Punta Perotti era da molti anni uno dei drammi della città di Bari. La costruzione dell’ormai proverbiale ecomostro era cominciata negli anni Novanta ed era stata interrotta a causa dell’enorme impatto ambientale, che aveva portato la magistratura ad avviare le indagini sul progetto: un gigantesco palazzo con due torri di quarantacinque metri, destinato ad appartamenti extralusso. Era stato costruito in maniera longitudinale rispetto alla linea del mare, tanto da diventare noto come «la saracinesca di Bari», perché chiudeva totalmente la vista dell’orizzonte sul lungomare, cosa senza predenti e sgraditissima ai baresi. L’indagine aveva portato alla luce numerose violazioni, era stata accertata l’incompatibilità urbanistica tra il palazzo e la città, e una battaglia giudiziaria molto dura si era conclusa, con una sentenza passata in giudicato in Cassazione, con l’assoluzione dei costruttori imputati, perché in possesso dell’autorizzazione a costruire, ma con il sequestro del terreno e l’ordina di abbattere il fabbricato, perché realizzato in contrasto con la normativa nazionale.
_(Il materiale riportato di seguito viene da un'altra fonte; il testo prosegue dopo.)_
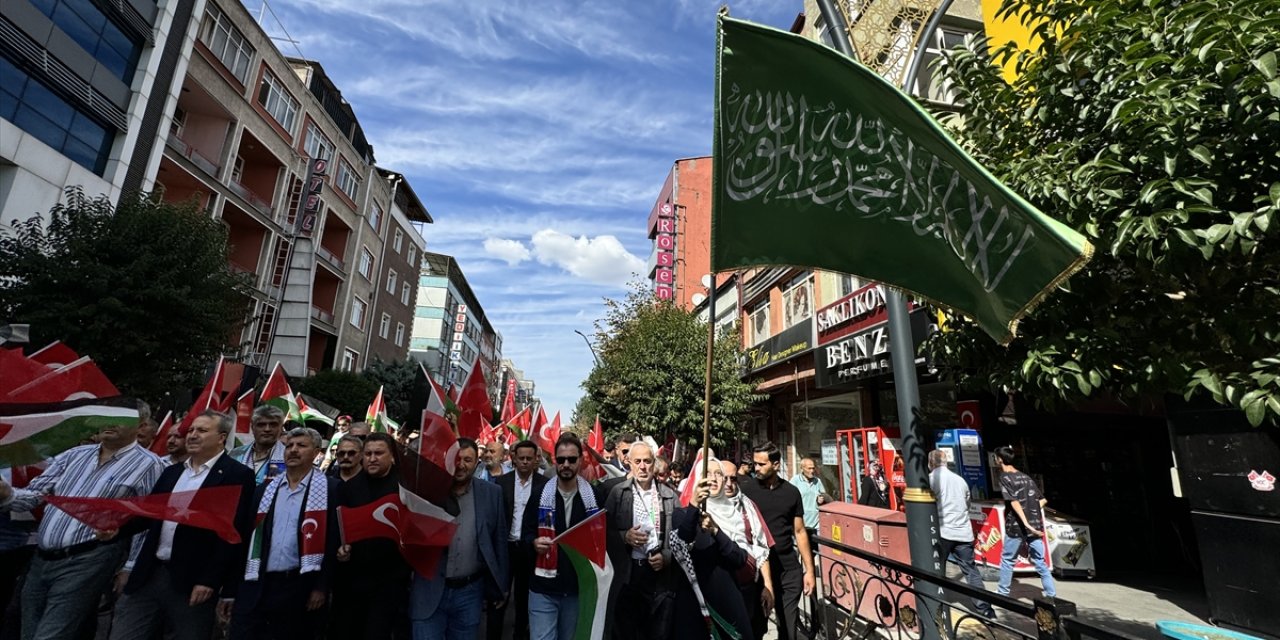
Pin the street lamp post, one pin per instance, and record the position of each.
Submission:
(588, 341)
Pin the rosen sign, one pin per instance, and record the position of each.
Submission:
(853, 337)
(664, 273)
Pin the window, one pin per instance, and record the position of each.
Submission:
(348, 184)
(53, 120)
(796, 302)
(350, 360)
(92, 30)
(366, 264)
(278, 101)
(759, 323)
(849, 284)
(357, 312)
(316, 145)
(227, 42)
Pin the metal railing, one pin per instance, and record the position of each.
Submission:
(867, 595)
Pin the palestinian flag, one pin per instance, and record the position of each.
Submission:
(278, 393)
(77, 380)
(33, 433)
(584, 547)
(243, 421)
(310, 414)
(376, 414)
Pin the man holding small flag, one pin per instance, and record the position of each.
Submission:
(73, 562)
(570, 589)
(291, 551)
(181, 571)
(474, 571)
(266, 455)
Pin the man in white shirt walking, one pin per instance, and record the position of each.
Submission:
(955, 535)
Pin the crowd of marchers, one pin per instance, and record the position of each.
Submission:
(736, 553)
(739, 552)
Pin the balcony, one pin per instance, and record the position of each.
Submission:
(192, 154)
(252, 199)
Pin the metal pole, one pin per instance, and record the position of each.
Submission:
(711, 361)
(922, 515)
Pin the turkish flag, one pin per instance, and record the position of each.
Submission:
(211, 508)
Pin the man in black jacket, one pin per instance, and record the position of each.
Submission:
(291, 552)
(520, 492)
(181, 571)
(370, 593)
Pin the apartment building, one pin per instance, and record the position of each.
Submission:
(268, 145)
(83, 92)
(451, 330)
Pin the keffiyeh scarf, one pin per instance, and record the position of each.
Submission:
(311, 531)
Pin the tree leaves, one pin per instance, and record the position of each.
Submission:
(1152, 127)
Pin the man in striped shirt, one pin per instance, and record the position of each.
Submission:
(73, 563)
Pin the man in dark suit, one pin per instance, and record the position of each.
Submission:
(291, 552)
(520, 492)
(639, 512)
(474, 570)
(181, 571)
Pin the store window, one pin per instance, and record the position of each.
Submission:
(759, 323)
(798, 302)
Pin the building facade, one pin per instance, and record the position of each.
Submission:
(83, 95)
(268, 145)
(451, 330)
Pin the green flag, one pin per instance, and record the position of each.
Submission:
(822, 163)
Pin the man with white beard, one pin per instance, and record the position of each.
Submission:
(740, 520)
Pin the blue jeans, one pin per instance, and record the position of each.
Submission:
(961, 553)
(1009, 554)
(552, 617)
(457, 617)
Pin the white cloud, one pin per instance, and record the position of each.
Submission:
(513, 252)
(600, 260)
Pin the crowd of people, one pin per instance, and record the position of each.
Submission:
(737, 553)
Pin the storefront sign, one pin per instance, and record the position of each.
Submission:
(854, 312)
(663, 275)
(785, 346)
(863, 355)
(311, 201)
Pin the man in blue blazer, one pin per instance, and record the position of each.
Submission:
(181, 571)
(474, 568)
I costruttori avevano fatto ricorso alla Corte europea dei diritti dell’uomo, contro lo Stato italiano, perché essendo stati assolti ritenevano ingiusta la confisca dei terreni. Mentre si attendeva la sentenza, però, l’ordine di demolire l’abuso restava e andava eseguito, il che creava, a livello cittadino, un non indifferente problema diplomatico: tra gli artefici di Punta Perotti c’erano alcune tra le famiglie più importanti della città; una progettava addirittura di farne la propria residenza, e il sindaco uscente, a sua volta rampollo di una famiglia molto in vista, aveva enormi e comprensibili difficoltà a prendere il toro per le corna. Aveva quindi portato la questione in Consiglio comunale, cercando di ottenere la declaratoria di pubblica utilità dell’immobile: quando infatti un immobile abusivo deve essere demolito, il Comune interessato può dichiararlo di pubblica utilità e quindi acquisirlo e utilizzarlo per i suoi scopi. Che una simile strada fosse stata anche solo tentata, per un terreno e una costruzione dalle enormi potenzialità di mercato, dà l’idea di quanto Punta Perotti non fosse solo una questione economica, ma anche di principio.
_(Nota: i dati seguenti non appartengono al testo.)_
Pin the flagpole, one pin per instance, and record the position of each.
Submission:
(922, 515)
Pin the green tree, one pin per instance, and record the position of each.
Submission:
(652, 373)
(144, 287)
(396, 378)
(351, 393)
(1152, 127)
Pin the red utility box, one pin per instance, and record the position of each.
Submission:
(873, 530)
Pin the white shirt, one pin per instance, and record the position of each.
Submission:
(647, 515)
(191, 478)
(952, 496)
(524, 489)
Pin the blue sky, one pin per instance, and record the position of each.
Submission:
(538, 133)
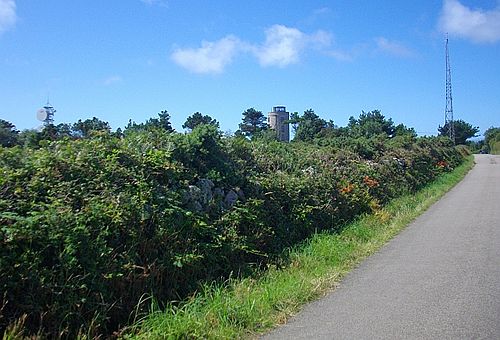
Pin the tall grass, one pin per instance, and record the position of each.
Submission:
(251, 306)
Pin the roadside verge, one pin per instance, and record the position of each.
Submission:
(248, 307)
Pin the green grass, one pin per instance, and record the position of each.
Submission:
(249, 307)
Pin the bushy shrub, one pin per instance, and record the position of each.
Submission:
(90, 227)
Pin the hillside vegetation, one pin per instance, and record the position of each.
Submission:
(93, 226)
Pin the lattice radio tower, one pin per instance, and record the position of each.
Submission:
(448, 112)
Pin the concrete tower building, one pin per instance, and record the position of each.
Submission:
(277, 120)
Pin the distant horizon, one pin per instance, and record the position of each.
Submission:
(118, 61)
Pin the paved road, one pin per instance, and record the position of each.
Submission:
(438, 279)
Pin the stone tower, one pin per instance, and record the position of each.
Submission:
(277, 120)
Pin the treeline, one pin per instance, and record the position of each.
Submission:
(96, 223)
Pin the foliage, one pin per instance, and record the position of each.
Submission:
(253, 122)
(309, 125)
(90, 226)
(162, 122)
(463, 131)
(237, 308)
(197, 119)
(370, 124)
(492, 140)
(86, 128)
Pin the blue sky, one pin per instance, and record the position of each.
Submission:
(130, 59)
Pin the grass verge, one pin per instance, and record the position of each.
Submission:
(251, 306)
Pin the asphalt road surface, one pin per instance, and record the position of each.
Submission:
(438, 279)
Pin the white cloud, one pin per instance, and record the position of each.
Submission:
(211, 57)
(112, 80)
(7, 14)
(478, 25)
(340, 55)
(392, 47)
(284, 45)
(162, 3)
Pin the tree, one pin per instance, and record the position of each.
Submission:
(492, 140)
(310, 125)
(8, 134)
(253, 122)
(89, 126)
(463, 131)
(371, 124)
(197, 119)
(162, 122)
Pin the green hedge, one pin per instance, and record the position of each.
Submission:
(90, 228)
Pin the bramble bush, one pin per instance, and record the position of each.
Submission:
(92, 227)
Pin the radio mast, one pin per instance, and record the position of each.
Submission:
(448, 113)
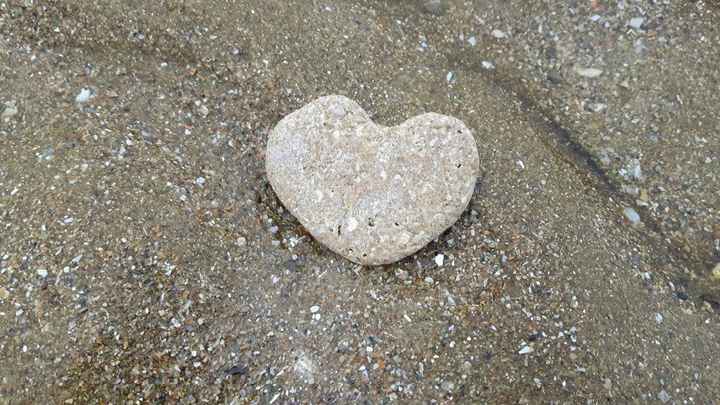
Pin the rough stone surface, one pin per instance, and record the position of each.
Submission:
(370, 193)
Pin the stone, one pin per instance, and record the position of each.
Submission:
(370, 193)
(588, 72)
(436, 7)
(631, 215)
(9, 111)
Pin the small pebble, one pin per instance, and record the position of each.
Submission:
(498, 34)
(84, 96)
(447, 386)
(401, 274)
(636, 23)
(631, 215)
(588, 72)
(487, 65)
(9, 111)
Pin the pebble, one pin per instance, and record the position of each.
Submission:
(436, 7)
(401, 274)
(487, 65)
(716, 273)
(447, 386)
(84, 96)
(498, 34)
(631, 215)
(636, 23)
(9, 111)
(326, 157)
(588, 72)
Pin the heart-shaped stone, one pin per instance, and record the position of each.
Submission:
(370, 193)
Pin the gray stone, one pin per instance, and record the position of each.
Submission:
(9, 111)
(436, 7)
(370, 193)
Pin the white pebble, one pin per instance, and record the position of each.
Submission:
(487, 65)
(588, 72)
(499, 34)
(636, 22)
(631, 215)
(658, 318)
(84, 96)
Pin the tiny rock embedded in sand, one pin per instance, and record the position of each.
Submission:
(370, 193)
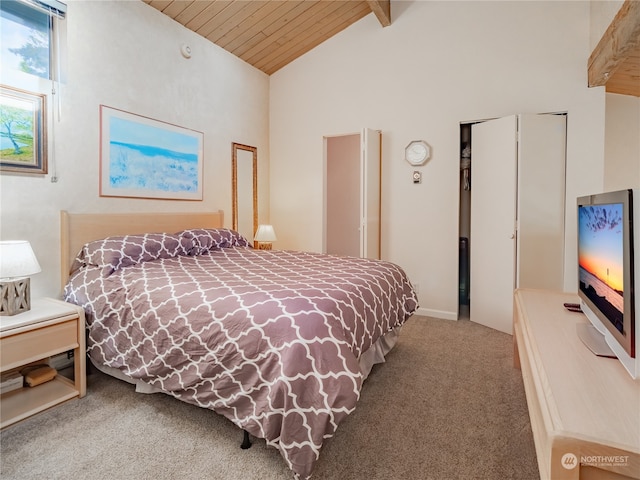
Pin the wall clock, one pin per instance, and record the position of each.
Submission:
(417, 152)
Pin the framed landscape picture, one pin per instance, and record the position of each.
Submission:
(146, 158)
(23, 135)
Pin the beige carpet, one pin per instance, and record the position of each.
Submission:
(448, 404)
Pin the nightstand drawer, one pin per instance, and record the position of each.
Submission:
(16, 350)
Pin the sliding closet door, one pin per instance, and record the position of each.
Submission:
(541, 201)
(352, 194)
(342, 196)
(493, 212)
(370, 188)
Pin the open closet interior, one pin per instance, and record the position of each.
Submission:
(464, 226)
(512, 204)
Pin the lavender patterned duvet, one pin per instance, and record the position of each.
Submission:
(269, 339)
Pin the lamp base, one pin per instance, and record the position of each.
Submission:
(15, 297)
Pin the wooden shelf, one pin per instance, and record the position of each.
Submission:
(22, 403)
(50, 327)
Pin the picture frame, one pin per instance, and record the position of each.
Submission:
(23, 131)
(141, 157)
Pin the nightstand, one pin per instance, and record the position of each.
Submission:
(50, 327)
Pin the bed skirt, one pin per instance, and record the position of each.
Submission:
(374, 355)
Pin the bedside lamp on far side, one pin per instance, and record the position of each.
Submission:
(265, 236)
(17, 262)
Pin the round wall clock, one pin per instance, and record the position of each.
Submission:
(417, 152)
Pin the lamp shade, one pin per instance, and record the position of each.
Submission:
(265, 233)
(17, 259)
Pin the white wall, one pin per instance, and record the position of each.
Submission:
(438, 64)
(127, 55)
(622, 142)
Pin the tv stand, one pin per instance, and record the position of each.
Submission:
(584, 409)
(594, 340)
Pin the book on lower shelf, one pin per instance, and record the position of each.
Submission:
(9, 381)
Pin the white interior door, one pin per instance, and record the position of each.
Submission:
(492, 242)
(541, 201)
(370, 160)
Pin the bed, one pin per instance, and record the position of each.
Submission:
(278, 342)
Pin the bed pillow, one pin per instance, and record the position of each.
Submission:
(123, 251)
(204, 240)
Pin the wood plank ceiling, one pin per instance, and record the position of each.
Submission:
(615, 62)
(269, 34)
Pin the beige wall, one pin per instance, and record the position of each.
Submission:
(622, 142)
(127, 55)
(438, 64)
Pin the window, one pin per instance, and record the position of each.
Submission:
(27, 36)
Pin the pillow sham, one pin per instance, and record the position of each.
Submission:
(204, 240)
(123, 251)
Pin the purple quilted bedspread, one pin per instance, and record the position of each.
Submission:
(269, 339)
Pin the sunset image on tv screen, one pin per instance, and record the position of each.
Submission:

Quando fui eletto, quindi, pendeva sulla città l’obbligo di demolire l’ecomostro senza che nessuno avesse mai avuto il coraggio di farlo. Chiaramente Punta Perotti, la battaglia più importante del centrosinistra all’opposizione prima che io diventassi sindaco assieme alla bonifica della Fibronit, era, con il progetto del recupero delle periferie, uno dei tre maggiori impegni che avevo preso in campagna elettorale.
Prima di tutto, tentai di svuotare il problema da ogni connotazione ideologica, di togliere la ruggine delle questioni di principio, dei puntigli, delle ripicche, degli interessi personali. Mi piazzai di fronte a quel brutto edificio incompiuto e pensai che abbatterlo mi dispiaceva. Per due motivi. Uno: quella demolizione era un attacco dritto al cuore dei maggiorenti baresi, e io non volevo attaccare nessuno, nella mia città. Desideravo la pacificazione, per quanto possibile, non la divisione, l’acrimonia, la vittoria di qualcuno a costo di gettare qualcun altro nella polvere. Lo sportivo che era in me sapeva che le partite si vincono o si perdono, ma sapeva anche che ci sono modi buoni o pessimi di essere vincitori e vinti. Il secondo motivo era che distruggere l’opera dell’uomo è una cosa terribile: c’erano stati comunque pensiero e fatica, in quel lavoro di costruzione, e io, facendolo abbattere, ne avrei distrutto il frutto. Avevo troppo rispetto per i lavoratori per prendere una decisione simile a cuor leggero.
Restava il fatto che Punta Perotti era un errore, che privava i baresi della vista sul loro mare, inoltre la magistratura si era espressa e la legge andava rispettata.